Sandy Lewis, Associate Director of Maternity Investigations, who will lead MNSI said:

“This is a great opportunity to build on the work that we have already done, that helps to make maternity care safer for families and colleagues.

“The move to CQC provides a great platform to collaborate, share and disseminate best practice and learnings. I’d like to provide assurance to our families and colleagues that we will continue our work and maintain the independence of maternity investigations in the NHS.”

THE MNSI:

The new website for the MNSI can be found here: Home (mnsi.org.uk). The website contains information for both families and professionals. There is not, at present, any signposting on the website for families to independent legal advice charities, such as AvMA (Action Against Medical Accidents). It is hoped that AvMA will be involved, along with other charities from the Maternal Voices Group (Maternity Voices Advisory Group – NHS Resolution), in preparing letters and literature to be sent out to families from the MNSI and the ENS (Early Notification Scheme (Early notification scheme – NHS Resolution).

It is important for families to note that:-

  • You need to give your consent for an MNSI investigation to take place, the process of which will commence very early on after the incident has occurred.
  • If you consent to the MNSI investigation all relevant medical records relating to Mother and Child will be automatically sent by the Hospital Trust to the MNSI investigators.
  • That the investigation should be completed within around 6 months and you should be consulted and kept informed throughout the process.
  • The MNSI report will be anonymous and will not identify either the family or the Trust.
  • That once the report is completed it will automatically be sent to the Litigation arm of the NHS, The Early Notification Scheme.
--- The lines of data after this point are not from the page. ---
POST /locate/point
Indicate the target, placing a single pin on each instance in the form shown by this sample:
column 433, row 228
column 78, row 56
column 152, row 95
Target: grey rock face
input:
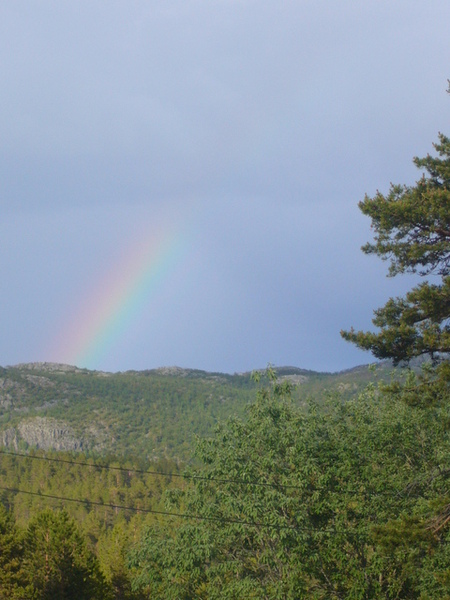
column 46, row 434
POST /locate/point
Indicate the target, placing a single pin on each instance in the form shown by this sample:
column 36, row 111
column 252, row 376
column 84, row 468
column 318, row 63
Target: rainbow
column 118, row 300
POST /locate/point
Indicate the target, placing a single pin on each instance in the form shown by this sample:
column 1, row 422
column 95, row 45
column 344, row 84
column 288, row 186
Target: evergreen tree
column 14, row 582
column 412, row 230
column 58, row 560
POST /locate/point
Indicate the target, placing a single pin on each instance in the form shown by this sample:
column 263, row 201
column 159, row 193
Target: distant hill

You should be notified and written to directly to the ENS to advise you if they intend to investigate matters further with regards to the NHS making potential admissions of liability and offers of compensation.
  • Therefore the MNSI investigation does form part of a triage system for a clinical negligence claim. It is for this reason we advise it is important to receive independent legal advice and support from the outset.
  • If the ENS lawyers decide to investigate any potential claim (they may be advised by their internal clinical staff that there are insufficient grounds to do so) then they will instruct their own independent medical experts and hold a summit meeting with their experts and a barrister. They will then send, after 18 months (or likely longer) a Notification Letter, summarising their position and what they feel the outcome to their investigations has been.
  • For more information on the ENS system please read here: Guide to the Early Notification Scheme (ENS) and Maternity and Newborn Safety Investigations (MNSI) | RWK Goodman

Conclusions:

Never have NHS Maternity services been under such public scrutiny and condemnation as they have been over recent years. The maternity scandals revealed at Shropshire, Nottingham and Shrewsbury and Telford have been truly upsetting and rocked confidence in the perception of the safety for women and babies in our maternity units.
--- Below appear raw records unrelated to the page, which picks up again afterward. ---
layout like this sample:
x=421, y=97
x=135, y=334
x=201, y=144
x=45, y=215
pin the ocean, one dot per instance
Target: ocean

The findings of the Ockenden Review of maternity services at Shrewsbury and Telford NHS Trust demonstrated, as a key factor, that there was a failure by the Trust and its staff to follow clinical guidelines and a failure to investigate and learn from its mistakes. In addition, the Trust failed to listen to mothers and their concerns and stories; these voices must be heard.
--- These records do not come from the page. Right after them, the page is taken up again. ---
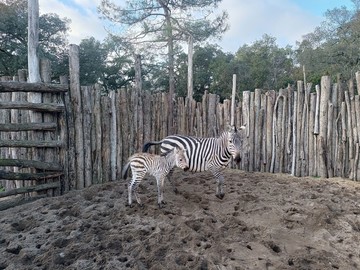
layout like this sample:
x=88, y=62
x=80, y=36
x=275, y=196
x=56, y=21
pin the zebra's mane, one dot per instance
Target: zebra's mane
x=167, y=152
This must surely be the primary purpose MNSI reports and systems seek to resolve. For MNSI reports to have any purpose beyond triaging clinical claims, they must very carefully listen to families, produce high quality reports and annually review all reports, collate themes and key learning points and share those findings to be easily accessed by Trusts and clinical staff throughout the UK. Training programmes should be reviewed and improved on review of lessons learned from MNSI reporting.